I think that the feeling with regard to starting with a capture could expressed by saying that such a move is vulgar, This may or may not worry you
ADDED IN RESPONSE TO OP
Well, it depends on what you think is the pupose of a problem. For some, rather dedicated people, it is an art form, and the composition must follow strict rules, rather like a sonnet. There is strictly no point to asking WHY a sonnet has to follow those rules, but if you don't follow them it isn't a sonnet. And enough people think that the rules are good, that the sonnet form persists. And perhaps you can understand how a purist might regard a "sonnet" that did not obey the rules as vulgar.

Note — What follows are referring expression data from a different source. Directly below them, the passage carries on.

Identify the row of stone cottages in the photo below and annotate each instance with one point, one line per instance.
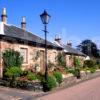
(29, 45)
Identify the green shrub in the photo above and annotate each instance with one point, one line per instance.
(77, 62)
(61, 60)
(13, 72)
(31, 76)
(49, 84)
(75, 72)
(12, 58)
(89, 63)
(58, 76)
(92, 70)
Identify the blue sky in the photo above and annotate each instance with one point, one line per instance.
(74, 20)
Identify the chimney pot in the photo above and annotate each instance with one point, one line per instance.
(69, 44)
(23, 23)
(58, 39)
(4, 15)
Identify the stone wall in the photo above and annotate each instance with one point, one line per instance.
(70, 60)
(52, 53)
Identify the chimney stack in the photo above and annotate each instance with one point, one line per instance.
(69, 44)
(23, 23)
(4, 15)
(58, 39)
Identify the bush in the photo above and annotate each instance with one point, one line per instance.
(61, 60)
(13, 72)
(92, 70)
(49, 84)
(31, 76)
(75, 72)
(89, 63)
(58, 76)
(12, 58)
(77, 62)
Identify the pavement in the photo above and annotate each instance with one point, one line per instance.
(88, 90)
(16, 94)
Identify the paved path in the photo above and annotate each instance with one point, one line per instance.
(16, 94)
(89, 90)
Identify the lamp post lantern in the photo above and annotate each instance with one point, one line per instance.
(45, 20)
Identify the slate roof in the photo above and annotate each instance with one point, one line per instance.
(15, 32)
(71, 50)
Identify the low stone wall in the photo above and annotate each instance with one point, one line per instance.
(68, 80)
(71, 80)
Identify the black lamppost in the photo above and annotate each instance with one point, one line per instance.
(45, 20)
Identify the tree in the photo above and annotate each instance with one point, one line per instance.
(89, 48)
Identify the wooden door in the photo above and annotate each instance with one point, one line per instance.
(42, 61)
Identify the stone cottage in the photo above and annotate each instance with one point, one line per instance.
(70, 52)
(29, 45)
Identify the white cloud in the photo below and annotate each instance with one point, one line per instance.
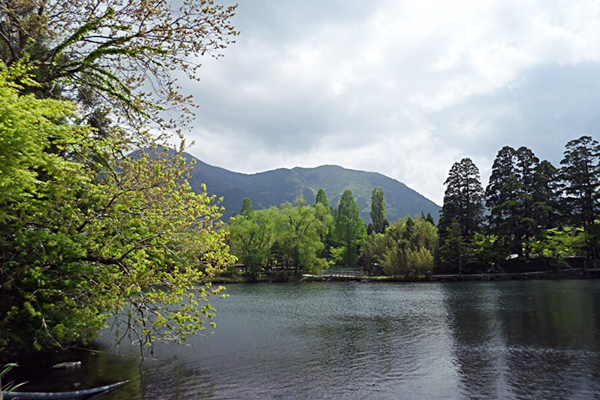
(403, 88)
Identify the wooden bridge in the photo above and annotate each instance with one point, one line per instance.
(343, 275)
(591, 266)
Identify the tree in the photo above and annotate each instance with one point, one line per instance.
(463, 200)
(299, 236)
(407, 248)
(321, 198)
(378, 220)
(85, 235)
(454, 252)
(247, 208)
(122, 53)
(520, 196)
(252, 236)
(349, 228)
(580, 174)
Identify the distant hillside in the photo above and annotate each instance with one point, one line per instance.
(272, 188)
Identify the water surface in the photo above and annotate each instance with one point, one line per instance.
(471, 340)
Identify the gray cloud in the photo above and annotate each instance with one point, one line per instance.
(398, 87)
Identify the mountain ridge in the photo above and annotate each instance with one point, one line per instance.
(274, 187)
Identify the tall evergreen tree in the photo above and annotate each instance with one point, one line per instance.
(520, 195)
(349, 228)
(502, 200)
(322, 198)
(463, 200)
(580, 173)
(378, 218)
(247, 208)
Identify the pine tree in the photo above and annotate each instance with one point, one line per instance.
(247, 208)
(349, 228)
(581, 178)
(463, 200)
(378, 218)
(520, 196)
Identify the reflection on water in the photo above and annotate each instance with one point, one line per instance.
(359, 340)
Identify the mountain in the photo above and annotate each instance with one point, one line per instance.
(272, 188)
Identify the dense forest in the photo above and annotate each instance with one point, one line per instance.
(87, 233)
(531, 216)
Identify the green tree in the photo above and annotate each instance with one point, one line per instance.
(463, 200)
(412, 247)
(518, 196)
(454, 252)
(407, 248)
(349, 228)
(252, 237)
(321, 198)
(378, 219)
(124, 54)
(580, 174)
(85, 234)
(247, 208)
(299, 236)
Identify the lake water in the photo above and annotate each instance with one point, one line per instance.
(475, 340)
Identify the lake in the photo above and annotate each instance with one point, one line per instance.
(464, 340)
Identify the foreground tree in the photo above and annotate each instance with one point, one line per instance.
(118, 56)
(84, 235)
(581, 177)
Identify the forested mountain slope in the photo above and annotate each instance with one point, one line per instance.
(272, 188)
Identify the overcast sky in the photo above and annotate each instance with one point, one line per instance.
(401, 87)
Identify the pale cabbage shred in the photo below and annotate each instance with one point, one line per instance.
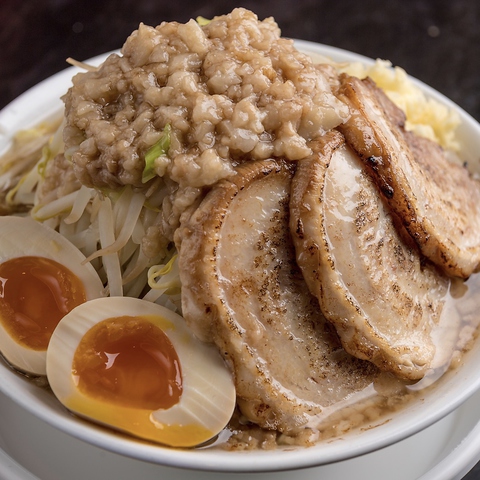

But in the case of a chess problem there are reasons for the rules. When playing the game it is useful to look first at forcing moves, checks and captures. Problemists like to make the key move as subtle (and hard to find) as possible and so avoid the sort of moves that a player would be attracted by. Solvers find satisfaction is overcoming that difficulty. In the case of the Babson task, matching underpomotions in attack and defence is so phenomenally difficult
to achieve that starting with a capture is regarded as forgivable.
Surprising key moves were a feature of the early problemist Sam Loyd. If you Google his name you may find some entertainment.
On the other hand, if you think of chess problems just as amusing puzzles rather than a minor art form, there is no real reason to accept the artistic conventions.